A European MedTech company with an AI-based Medical Device Software (MDSW) intended to diagnose arrhythmia contacted NAMSA’s regulatory team. The company sought to perform a gap assessment to transition their clinical evaluation from MDD to MDR. Additionally, they aimed to expand their intended population to include a vulnerable population.

The Solution

NAMSA’s regulatory experts and medical writers undertook the following steps to address these challenges:

MDD to MDR Gap Assessment:

• Identified gaps in the existing clinical evaluation documentation and determine the additional clinical evidence required to support the expanded use to a vulnerable population.
• Conducted a thorough review of the current clinical data, preclinical data, and existing literature. Compared the findings against MDR requirements to identify deficiencies.

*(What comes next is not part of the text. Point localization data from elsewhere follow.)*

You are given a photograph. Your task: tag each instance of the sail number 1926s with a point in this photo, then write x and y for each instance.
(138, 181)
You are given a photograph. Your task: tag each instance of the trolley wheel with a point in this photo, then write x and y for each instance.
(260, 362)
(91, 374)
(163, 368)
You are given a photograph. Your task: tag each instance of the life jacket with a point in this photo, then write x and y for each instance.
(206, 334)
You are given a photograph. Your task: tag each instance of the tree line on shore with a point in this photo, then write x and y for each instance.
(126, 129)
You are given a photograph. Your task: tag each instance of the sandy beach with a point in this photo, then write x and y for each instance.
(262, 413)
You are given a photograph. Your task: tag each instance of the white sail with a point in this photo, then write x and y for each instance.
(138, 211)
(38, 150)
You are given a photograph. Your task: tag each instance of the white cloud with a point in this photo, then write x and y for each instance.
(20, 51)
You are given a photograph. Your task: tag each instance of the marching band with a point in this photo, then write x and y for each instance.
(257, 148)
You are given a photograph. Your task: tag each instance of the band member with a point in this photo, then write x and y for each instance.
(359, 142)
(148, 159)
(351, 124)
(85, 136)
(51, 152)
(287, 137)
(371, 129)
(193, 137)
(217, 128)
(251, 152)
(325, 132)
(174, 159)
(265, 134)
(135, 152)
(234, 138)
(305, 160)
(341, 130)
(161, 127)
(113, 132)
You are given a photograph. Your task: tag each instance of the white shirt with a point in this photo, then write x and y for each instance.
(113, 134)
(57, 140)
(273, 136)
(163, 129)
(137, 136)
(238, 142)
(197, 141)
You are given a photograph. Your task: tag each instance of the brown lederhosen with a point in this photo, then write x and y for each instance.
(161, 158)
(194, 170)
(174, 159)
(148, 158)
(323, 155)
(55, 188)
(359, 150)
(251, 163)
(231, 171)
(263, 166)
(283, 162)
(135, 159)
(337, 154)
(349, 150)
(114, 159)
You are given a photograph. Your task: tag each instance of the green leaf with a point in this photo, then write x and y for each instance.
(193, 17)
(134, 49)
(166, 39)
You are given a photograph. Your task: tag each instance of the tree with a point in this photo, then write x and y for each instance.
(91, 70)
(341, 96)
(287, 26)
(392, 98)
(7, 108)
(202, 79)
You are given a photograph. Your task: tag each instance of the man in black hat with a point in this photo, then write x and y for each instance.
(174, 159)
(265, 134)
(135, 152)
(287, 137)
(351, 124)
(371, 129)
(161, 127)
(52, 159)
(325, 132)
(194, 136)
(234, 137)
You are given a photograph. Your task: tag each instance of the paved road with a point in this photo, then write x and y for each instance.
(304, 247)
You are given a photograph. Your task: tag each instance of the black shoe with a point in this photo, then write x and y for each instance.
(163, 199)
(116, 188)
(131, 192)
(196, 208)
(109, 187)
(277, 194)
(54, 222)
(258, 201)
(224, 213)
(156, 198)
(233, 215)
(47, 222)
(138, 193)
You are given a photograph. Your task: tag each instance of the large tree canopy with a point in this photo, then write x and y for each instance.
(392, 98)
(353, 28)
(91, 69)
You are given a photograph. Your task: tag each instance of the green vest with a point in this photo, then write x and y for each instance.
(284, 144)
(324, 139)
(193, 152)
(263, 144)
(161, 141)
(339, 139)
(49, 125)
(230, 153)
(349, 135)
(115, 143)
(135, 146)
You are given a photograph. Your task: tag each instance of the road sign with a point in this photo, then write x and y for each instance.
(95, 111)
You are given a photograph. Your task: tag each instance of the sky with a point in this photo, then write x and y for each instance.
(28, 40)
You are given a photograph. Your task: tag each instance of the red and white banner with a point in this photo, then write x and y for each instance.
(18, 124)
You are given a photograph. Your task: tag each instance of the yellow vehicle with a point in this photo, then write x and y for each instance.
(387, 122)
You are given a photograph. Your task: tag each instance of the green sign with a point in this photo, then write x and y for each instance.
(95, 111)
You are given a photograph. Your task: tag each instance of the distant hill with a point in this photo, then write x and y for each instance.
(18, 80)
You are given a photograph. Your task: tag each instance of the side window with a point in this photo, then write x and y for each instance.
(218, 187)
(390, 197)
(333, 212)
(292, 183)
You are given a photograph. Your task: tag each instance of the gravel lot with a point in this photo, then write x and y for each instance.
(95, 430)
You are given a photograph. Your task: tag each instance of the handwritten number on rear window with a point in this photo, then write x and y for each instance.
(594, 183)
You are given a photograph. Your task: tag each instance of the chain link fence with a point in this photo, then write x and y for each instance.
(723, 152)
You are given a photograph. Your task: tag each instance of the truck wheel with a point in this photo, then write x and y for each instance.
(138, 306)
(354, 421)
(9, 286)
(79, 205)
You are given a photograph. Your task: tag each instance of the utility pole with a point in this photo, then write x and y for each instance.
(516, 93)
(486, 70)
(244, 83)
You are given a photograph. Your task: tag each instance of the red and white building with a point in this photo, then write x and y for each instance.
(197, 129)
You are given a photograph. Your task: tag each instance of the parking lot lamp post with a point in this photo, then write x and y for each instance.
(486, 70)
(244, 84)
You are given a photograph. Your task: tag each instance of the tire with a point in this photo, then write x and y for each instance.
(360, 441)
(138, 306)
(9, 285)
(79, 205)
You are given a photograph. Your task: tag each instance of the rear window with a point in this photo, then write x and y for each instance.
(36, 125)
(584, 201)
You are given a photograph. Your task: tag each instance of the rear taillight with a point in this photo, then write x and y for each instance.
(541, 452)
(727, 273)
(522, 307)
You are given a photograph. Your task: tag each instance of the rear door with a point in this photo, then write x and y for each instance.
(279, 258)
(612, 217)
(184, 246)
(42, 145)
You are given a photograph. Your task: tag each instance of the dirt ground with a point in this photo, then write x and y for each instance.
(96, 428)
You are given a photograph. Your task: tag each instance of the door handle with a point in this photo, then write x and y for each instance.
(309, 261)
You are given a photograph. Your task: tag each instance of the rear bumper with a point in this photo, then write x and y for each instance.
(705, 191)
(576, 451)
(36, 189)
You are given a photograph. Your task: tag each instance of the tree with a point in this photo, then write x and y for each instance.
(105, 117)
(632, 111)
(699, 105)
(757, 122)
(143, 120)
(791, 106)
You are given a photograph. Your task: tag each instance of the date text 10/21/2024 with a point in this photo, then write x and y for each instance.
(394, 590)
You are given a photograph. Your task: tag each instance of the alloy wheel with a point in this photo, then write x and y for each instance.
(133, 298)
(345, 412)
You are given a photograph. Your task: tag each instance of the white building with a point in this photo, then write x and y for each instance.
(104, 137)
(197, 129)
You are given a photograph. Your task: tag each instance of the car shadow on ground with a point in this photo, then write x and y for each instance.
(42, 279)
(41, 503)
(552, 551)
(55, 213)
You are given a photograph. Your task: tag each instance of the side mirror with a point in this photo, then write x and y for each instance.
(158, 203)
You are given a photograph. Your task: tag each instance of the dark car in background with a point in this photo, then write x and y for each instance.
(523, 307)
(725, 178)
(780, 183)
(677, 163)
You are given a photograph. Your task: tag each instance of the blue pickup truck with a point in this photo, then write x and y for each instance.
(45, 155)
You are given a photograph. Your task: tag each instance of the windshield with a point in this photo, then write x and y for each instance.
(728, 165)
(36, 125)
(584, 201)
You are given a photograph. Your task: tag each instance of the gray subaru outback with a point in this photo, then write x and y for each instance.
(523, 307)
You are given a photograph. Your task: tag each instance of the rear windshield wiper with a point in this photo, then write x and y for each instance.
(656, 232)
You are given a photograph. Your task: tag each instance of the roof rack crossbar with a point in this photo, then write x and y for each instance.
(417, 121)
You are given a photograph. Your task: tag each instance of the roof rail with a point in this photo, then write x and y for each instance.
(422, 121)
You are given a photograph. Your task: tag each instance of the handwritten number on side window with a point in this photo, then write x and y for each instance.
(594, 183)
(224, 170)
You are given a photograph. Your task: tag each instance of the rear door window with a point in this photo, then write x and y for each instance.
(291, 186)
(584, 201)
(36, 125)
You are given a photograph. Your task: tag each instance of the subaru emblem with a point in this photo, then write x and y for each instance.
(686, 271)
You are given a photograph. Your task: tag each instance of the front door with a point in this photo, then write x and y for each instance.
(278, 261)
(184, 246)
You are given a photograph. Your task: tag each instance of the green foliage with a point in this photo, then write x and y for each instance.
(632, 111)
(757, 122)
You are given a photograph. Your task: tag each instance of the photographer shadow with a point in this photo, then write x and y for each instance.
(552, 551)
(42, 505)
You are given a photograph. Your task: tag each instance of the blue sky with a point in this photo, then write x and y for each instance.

PMCF Strategy Development:

• Identified the need for additional clinical evidence to support the expanded use.
• Delivered a PMCF strategy gap assessment containing approaches to evaluate how to generate the required clinical data and demonstrate scientific validity.
• Outlined methods to obtain real-world clinical data required to demonstrate safety and performance in the expanded population.

Healthcare Professional Questionnaire:

• Developed high-quality questionnaires to collect feedback from healthcare professionals. Focused on aspects such as usability, diagnostic accuracy, and patient outcomes.